Artwork by Thomas Ratté opening reception

Date/Time

Location

The LAVA Center (324 Main St., Greenfield, MA 01301, Greenfield MA)

The LAVA Center is proud to display a new art exhibit by local artist Thomas Ratté. The exhibit can be viewed during gallery/cafe hours (Mondays, 11 a.m.–2 p.m.; Wednesdays, 11 a.m.–2 p.m.; Thursdays, 5–8 p.m. and Saturdays, noon–3 p.m.) and during special events (see the events calendar on our website for details).

Thomas will have a reception on Saturday, July 8, noon–3 p.m.

Thomas Ratté did his undergraduate work at Greenfield Community College and UMass, Amherst. He works with several mediums, painting, pencil, watercolor, and photography.

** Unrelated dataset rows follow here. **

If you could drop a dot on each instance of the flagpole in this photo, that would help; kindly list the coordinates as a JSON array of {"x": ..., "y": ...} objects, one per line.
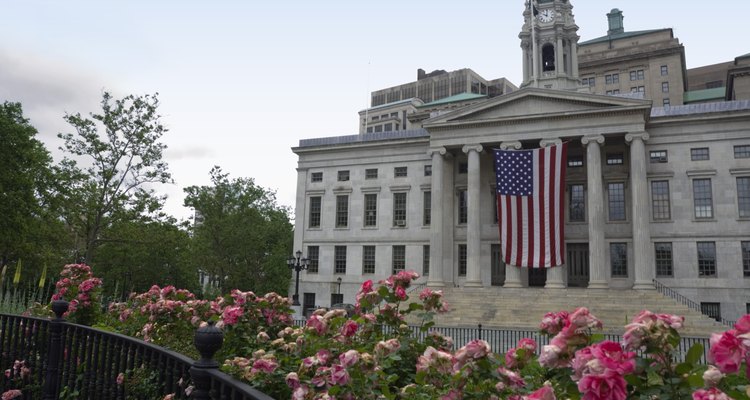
[{"x": 534, "y": 53}]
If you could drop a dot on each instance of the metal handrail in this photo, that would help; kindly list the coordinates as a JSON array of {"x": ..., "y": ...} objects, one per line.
[{"x": 669, "y": 292}]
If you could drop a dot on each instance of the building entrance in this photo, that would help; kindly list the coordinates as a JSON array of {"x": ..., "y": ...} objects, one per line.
[{"x": 578, "y": 264}]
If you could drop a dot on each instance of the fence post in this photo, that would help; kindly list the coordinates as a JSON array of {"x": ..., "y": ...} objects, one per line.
[
  {"x": 54, "y": 350},
  {"x": 208, "y": 340}
]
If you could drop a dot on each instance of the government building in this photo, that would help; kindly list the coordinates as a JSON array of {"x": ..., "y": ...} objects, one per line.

This show will consist of several mediums and visual experiences.

artist statement:

My work is a response to materials, rather than image. In this contemporary culture we undergo a constant media bombardment of images. Largely propaganda masquerading as advertising to convince us of some way we should think or feel to fit into some idea of who we think we want you to think we are. I am more interested in the chaos of the fractal universe unfolding around us. I revel in the accidental images found in wood grain or swirling smoke or wind blown sand or erosion. The way lichen grows or how a stain looks like a face. Or look in the cloud… a bunny or is it a whale? Yes. For the most part my visual art is more akin to the psychedelic experience than anything else. It’s escapist in a sense and yet immersive. I have worked more with how the materials move and shift and trying to figure out when to stop more so than trying to get somewhere. I’ve recently begun filling in my prints with the characters I find. Historically I have left them open so that they acted as more of a Rorschach inkblot test. These new pieces are fairly playful and were done in lockdown.

In April of 2020 I was incarcerated in New Hampshire for drug possession so I spent lockdown in lockdown. Ironic? Perhaps. I spent the next 16 months isolating and making art like so many of us all over the world. Due to the limited access to materials I began tearing the drawing paper into smaller and smaller pieces to be able to make more work. In the end I made nearly a thousand very small pieces in a variety of different styles.

Most of these pieces were done by blowing the ink from a ballpoint pen onto snack wrappers that I would wrinkle and press into the paper. The results varied widely based on the materials used.